ITS is pleased to welcome our speakers, Alison Macrina and Kade Crockford, from the Library Freedom Project.
Alison Macrina is a librarian, privacy activist, and the founder and director of the Library Freedom Project, an initiative which aims to make real the promise of intellectual freedom in libraries by teaching librarians and their local communities about surveillance threats, privacy rights and law, and privacy-protecting technology tools to help safeguard digital freedoms. Alison is passionate about connecting surveillance issues to larger global struggles for justice, demystifying privacy and security technologies for ordinary users, and resisting an internet controlled by a handful of intelligence agencies and giant multinational corporations. When she’s not doing any of that, she’s reading.*
Kade Crockford is the director of the Technology for Liberty project at the ACLU of Massachusetts, where they write the Privacy Matters blog. Their writing has appeared in Truthout, the Nation, the Guardian, and the Boston Globe, among many other outlets.
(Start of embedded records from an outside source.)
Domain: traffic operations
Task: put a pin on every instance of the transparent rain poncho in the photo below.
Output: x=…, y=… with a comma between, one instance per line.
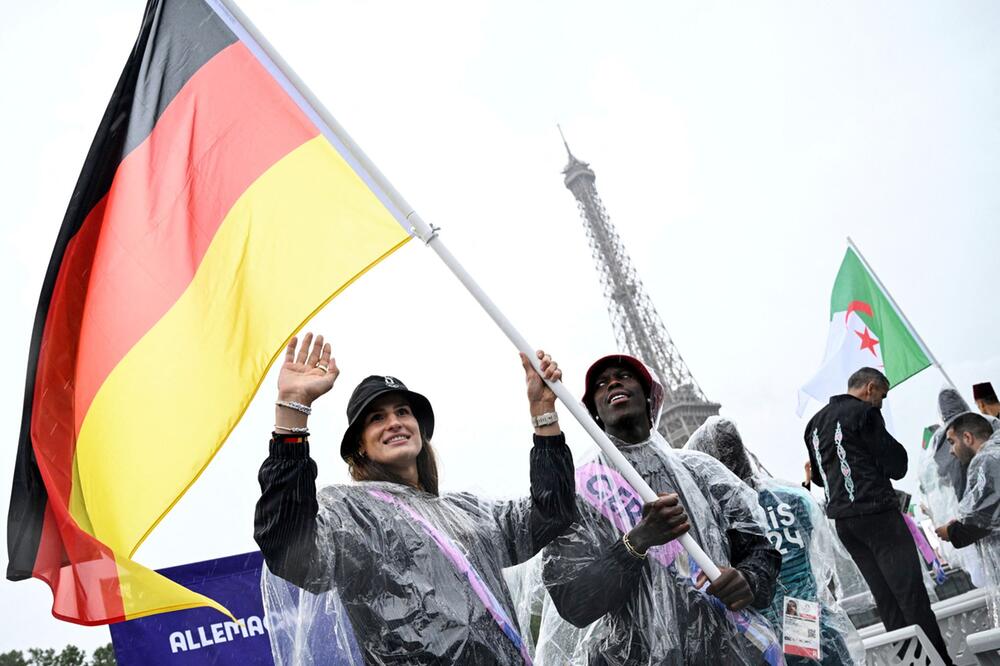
x=980, y=507
x=798, y=528
x=600, y=605
x=400, y=576
x=943, y=481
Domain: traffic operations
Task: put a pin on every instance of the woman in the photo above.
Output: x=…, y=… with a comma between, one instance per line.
x=418, y=574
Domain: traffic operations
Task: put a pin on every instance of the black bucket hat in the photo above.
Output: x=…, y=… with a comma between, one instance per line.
x=368, y=390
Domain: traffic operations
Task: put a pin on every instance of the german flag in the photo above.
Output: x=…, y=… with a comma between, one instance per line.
x=215, y=214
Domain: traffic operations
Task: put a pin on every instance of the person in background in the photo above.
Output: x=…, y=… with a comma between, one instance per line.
x=986, y=399
x=856, y=458
x=800, y=532
x=976, y=443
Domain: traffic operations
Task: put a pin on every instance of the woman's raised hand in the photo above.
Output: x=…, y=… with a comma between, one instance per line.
x=308, y=372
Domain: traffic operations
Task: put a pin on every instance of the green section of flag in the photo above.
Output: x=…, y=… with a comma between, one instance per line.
x=901, y=354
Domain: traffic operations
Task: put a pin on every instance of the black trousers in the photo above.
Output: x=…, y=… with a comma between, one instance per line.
x=882, y=547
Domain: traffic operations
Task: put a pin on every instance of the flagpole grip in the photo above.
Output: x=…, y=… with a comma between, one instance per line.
x=899, y=311
x=408, y=218
x=610, y=451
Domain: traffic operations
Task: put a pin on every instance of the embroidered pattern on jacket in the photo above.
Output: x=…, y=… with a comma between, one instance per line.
x=845, y=469
x=819, y=463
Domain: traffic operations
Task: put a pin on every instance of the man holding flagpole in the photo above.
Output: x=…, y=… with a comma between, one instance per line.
x=855, y=458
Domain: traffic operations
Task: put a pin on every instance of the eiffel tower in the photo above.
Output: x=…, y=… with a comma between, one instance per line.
x=638, y=328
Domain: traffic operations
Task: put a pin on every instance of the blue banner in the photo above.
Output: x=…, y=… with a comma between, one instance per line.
x=202, y=636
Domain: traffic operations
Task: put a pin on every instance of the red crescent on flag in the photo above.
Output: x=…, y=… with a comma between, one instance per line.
x=858, y=306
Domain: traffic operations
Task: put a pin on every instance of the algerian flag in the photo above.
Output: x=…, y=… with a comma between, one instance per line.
x=865, y=330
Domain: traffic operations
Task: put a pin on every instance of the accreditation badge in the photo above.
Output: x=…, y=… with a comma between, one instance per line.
x=801, y=635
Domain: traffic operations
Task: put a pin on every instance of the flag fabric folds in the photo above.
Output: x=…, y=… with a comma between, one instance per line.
x=215, y=213
x=865, y=330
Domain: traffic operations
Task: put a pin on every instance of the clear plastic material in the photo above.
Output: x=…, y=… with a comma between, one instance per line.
x=951, y=404
x=405, y=576
x=798, y=528
x=943, y=483
x=601, y=605
x=980, y=507
x=939, y=500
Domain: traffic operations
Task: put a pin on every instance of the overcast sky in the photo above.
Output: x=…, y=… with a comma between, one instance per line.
x=735, y=146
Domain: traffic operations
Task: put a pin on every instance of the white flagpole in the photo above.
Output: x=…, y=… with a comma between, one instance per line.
x=899, y=311
x=405, y=213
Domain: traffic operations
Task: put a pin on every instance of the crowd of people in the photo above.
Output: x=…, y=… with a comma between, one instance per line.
x=392, y=571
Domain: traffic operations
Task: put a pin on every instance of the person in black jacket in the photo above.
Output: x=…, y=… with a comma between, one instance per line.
x=630, y=592
x=856, y=458
x=417, y=573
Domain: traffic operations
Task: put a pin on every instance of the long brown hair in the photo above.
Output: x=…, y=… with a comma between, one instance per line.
x=363, y=468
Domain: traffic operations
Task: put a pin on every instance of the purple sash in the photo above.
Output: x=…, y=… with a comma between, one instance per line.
x=461, y=562
x=607, y=491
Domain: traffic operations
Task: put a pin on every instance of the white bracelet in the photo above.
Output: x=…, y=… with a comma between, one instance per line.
x=548, y=418
x=296, y=431
x=297, y=406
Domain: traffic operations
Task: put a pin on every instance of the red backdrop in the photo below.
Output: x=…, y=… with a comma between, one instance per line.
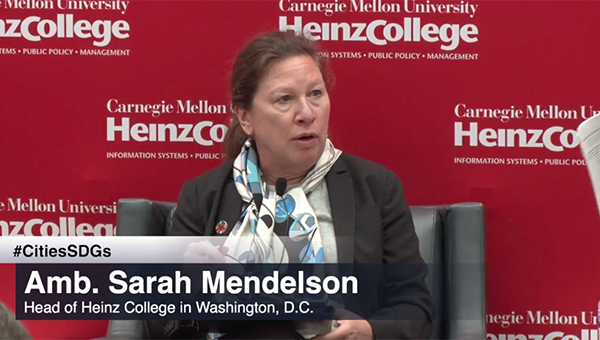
x=58, y=98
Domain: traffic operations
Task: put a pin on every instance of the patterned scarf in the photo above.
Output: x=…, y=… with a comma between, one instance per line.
x=253, y=238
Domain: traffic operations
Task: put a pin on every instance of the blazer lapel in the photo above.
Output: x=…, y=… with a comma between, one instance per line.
x=226, y=207
x=341, y=200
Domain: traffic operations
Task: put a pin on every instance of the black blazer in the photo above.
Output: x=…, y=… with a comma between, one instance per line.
x=369, y=208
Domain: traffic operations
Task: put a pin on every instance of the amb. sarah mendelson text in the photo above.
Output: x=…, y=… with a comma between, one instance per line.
x=212, y=282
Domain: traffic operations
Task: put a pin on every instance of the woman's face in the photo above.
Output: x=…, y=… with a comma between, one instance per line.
x=289, y=116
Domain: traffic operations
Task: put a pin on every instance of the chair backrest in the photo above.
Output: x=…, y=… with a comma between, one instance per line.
x=142, y=217
x=451, y=241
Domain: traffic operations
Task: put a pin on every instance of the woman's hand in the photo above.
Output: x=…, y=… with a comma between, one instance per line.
x=350, y=327
x=204, y=252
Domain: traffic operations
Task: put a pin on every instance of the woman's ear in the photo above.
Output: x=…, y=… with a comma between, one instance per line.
x=244, y=119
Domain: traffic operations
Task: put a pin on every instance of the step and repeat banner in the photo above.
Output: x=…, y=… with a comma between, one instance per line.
x=464, y=100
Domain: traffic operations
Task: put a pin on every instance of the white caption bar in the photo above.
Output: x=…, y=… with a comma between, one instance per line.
x=122, y=249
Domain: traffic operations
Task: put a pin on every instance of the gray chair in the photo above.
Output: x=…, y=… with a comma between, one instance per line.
x=452, y=241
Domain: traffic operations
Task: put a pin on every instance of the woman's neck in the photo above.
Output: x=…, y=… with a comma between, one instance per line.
x=271, y=177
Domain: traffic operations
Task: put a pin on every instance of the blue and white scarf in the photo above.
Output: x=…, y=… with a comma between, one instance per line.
x=253, y=238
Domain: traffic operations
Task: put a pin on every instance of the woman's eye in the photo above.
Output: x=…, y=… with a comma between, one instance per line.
x=284, y=99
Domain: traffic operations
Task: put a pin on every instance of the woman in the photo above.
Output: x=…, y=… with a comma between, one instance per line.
x=10, y=327
x=281, y=160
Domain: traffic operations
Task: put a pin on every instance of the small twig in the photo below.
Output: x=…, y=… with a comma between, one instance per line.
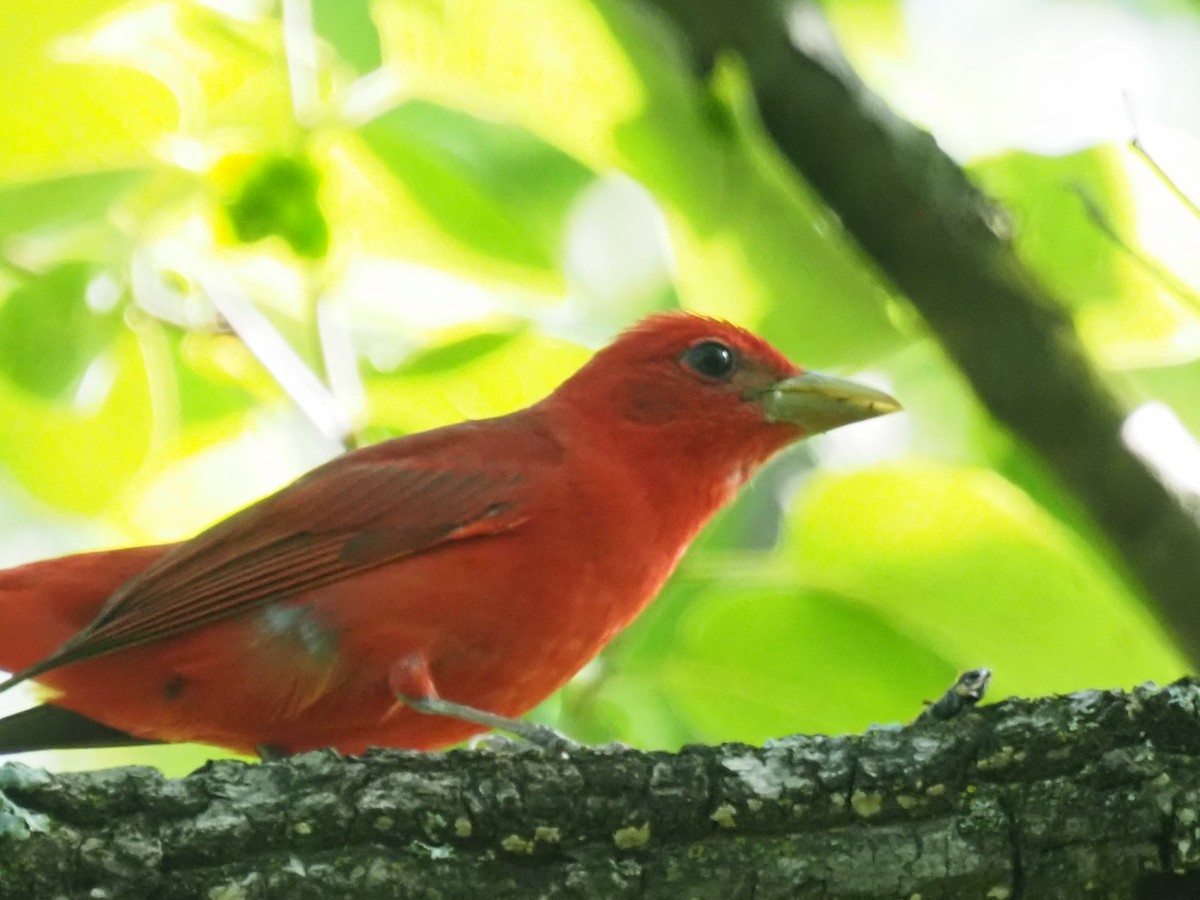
x=286, y=366
x=963, y=695
x=1156, y=271
x=300, y=48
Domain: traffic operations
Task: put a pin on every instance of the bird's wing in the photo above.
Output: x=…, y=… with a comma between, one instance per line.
x=340, y=520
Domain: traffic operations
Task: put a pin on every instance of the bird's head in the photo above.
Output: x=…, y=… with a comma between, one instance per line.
x=709, y=388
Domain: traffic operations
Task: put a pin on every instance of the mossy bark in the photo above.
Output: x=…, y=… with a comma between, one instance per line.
x=1093, y=795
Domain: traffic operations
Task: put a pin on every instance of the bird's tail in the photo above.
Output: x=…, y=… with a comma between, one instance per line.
x=45, y=604
x=51, y=727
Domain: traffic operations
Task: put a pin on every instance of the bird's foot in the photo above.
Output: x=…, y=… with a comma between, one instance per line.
x=540, y=736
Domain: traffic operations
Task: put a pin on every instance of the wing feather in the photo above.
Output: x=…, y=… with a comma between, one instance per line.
x=342, y=519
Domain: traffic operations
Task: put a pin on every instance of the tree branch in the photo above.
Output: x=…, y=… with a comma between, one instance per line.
x=930, y=232
x=1067, y=797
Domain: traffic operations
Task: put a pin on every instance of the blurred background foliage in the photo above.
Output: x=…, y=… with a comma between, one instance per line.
x=240, y=235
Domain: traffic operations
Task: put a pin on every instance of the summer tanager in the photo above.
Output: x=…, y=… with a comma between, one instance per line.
x=423, y=589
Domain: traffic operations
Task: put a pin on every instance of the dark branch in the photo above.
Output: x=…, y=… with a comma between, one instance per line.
x=1062, y=797
x=930, y=232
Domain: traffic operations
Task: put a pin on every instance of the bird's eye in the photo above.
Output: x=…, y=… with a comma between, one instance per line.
x=711, y=359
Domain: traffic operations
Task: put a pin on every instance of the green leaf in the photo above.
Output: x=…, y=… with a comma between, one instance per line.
x=81, y=457
x=737, y=660
x=966, y=564
x=49, y=333
x=279, y=196
x=1075, y=226
x=347, y=27
x=756, y=664
x=448, y=357
x=510, y=372
x=493, y=186
x=747, y=232
x=34, y=207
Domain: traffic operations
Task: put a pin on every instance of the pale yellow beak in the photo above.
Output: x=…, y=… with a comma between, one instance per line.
x=816, y=402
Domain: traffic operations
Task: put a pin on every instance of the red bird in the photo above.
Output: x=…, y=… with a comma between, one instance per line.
x=424, y=589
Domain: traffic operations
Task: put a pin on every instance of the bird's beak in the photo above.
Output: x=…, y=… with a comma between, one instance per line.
x=815, y=402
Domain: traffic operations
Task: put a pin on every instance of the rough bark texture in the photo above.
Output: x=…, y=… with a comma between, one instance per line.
x=1067, y=797
x=942, y=244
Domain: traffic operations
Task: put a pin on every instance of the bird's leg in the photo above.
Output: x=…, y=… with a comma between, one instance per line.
x=413, y=685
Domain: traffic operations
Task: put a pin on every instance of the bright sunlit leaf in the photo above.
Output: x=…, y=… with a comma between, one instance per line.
x=967, y=565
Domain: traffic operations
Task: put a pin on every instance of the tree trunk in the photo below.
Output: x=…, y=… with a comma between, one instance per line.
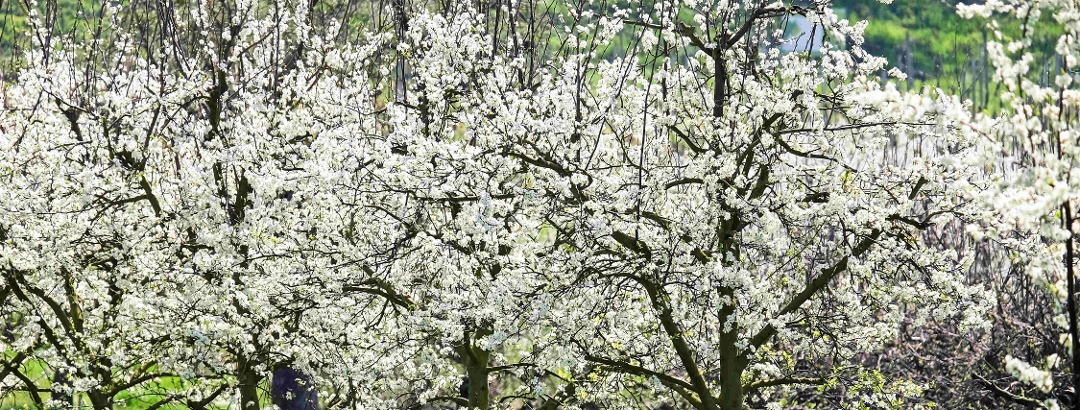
x=248, y=385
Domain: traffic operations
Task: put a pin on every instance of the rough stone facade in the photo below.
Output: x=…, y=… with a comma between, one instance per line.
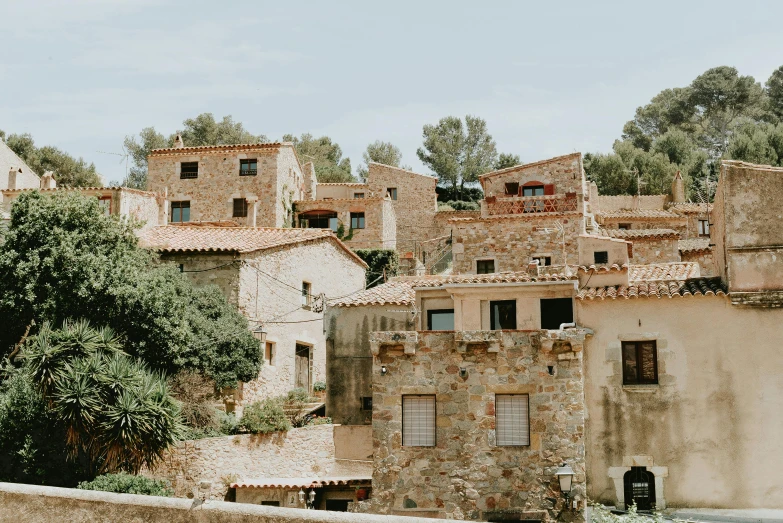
x=467, y=475
x=270, y=193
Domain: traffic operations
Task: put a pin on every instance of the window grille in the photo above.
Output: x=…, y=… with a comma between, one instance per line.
x=418, y=421
x=512, y=420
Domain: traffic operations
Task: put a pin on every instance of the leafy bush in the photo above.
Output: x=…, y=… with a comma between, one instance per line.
x=264, y=416
x=128, y=484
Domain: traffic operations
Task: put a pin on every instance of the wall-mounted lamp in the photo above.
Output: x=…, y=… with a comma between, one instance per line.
x=565, y=475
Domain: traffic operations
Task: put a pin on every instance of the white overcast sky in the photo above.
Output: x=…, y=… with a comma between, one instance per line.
x=549, y=78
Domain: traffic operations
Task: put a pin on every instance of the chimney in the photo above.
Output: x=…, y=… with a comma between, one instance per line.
x=678, y=189
x=12, y=174
x=48, y=181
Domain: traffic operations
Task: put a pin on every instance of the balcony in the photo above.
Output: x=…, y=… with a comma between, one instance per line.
x=555, y=204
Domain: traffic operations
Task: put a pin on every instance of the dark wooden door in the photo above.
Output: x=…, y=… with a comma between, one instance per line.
x=302, y=366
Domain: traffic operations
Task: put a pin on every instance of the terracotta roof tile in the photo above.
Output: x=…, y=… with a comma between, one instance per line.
x=662, y=289
x=641, y=234
x=179, y=238
x=694, y=245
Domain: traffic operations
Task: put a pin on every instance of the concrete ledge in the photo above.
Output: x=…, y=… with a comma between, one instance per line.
x=34, y=504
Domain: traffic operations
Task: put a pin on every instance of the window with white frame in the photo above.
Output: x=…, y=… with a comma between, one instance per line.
x=512, y=420
x=418, y=420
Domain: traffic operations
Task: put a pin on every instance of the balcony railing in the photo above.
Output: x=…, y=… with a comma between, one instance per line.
x=532, y=204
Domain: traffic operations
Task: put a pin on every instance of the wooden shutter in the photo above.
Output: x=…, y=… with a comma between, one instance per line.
x=512, y=420
x=418, y=421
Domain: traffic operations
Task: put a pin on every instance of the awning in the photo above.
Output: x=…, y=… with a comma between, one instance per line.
x=301, y=482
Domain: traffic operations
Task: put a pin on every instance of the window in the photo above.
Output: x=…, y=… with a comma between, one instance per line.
x=704, y=227
x=357, y=220
x=503, y=315
x=240, y=208
x=543, y=261
x=440, y=320
x=248, y=167
x=180, y=212
x=485, y=266
x=306, y=296
x=640, y=362
x=269, y=353
x=418, y=421
x=188, y=170
x=319, y=220
x=555, y=312
x=512, y=420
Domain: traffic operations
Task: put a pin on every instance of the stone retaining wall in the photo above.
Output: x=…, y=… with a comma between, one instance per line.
x=34, y=504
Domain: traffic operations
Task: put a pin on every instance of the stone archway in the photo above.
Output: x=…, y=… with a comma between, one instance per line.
x=617, y=474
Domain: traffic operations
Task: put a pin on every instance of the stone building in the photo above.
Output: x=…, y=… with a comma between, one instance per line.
x=279, y=279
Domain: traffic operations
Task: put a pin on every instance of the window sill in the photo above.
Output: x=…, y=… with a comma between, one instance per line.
x=652, y=388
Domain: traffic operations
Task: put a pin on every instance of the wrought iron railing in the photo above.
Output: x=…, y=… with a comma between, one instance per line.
x=532, y=204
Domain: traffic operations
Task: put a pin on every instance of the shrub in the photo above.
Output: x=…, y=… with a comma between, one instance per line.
x=128, y=484
x=264, y=416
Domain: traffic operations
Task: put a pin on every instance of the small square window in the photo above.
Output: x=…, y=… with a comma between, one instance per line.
x=512, y=420
x=418, y=421
x=188, y=170
x=180, y=212
x=485, y=266
x=503, y=315
x=240, y=208
x=600, y=257
x=640, y=362
x=357, y=220
x=248, y=167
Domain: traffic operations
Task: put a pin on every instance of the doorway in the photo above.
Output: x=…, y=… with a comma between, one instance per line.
x=303, y=362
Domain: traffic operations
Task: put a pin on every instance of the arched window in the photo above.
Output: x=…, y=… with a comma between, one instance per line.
x=639, y=488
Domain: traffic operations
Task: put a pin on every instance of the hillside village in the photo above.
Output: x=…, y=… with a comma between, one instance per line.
x=556, y=346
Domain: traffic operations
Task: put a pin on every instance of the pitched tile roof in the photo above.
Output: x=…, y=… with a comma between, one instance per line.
x=656, y=289
x=184, y=238
x=400, y=290
x=694, y=245
x=640, y=214
x=641, y=234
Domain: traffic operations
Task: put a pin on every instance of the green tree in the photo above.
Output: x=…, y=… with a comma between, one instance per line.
x=63, y=258
x=458, y=154
x=385, y=153
x=201, y=130
x=68, y=171
x=327, y=157
x=506, y=160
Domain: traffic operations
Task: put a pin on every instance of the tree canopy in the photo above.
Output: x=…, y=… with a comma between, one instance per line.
x=61, y=258
x=68, y=171
x=458, y=153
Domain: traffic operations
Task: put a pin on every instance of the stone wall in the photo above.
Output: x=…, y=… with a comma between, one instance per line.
x=466, y=475
x=511, y=241
x=277, y=185
x=303, y=452
x=34, y=504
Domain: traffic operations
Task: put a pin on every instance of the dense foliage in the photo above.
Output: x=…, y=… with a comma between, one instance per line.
x=69, y=171
x=721, y=114
x=381, y=262
x=63, y=258
x=128, y=484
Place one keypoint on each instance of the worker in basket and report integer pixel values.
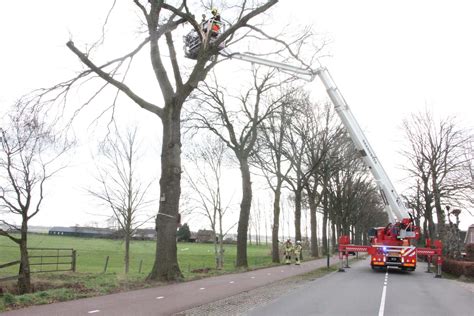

In addition to writing and public speaking on surveillance, Kade conducts research and serves as an in-house policy expert on issues at the intersection of policing and technology.*
Jessie Rossman, staff attorney for the ACLU of Massachusetts and surveillance law expert, offers a “Know Your Rights” training for librarians, detailing the contours of federal and local privacy law, as well as providing information on how to respond when served with an information request such as a National Security Letter, administrative subpoena, or warrant.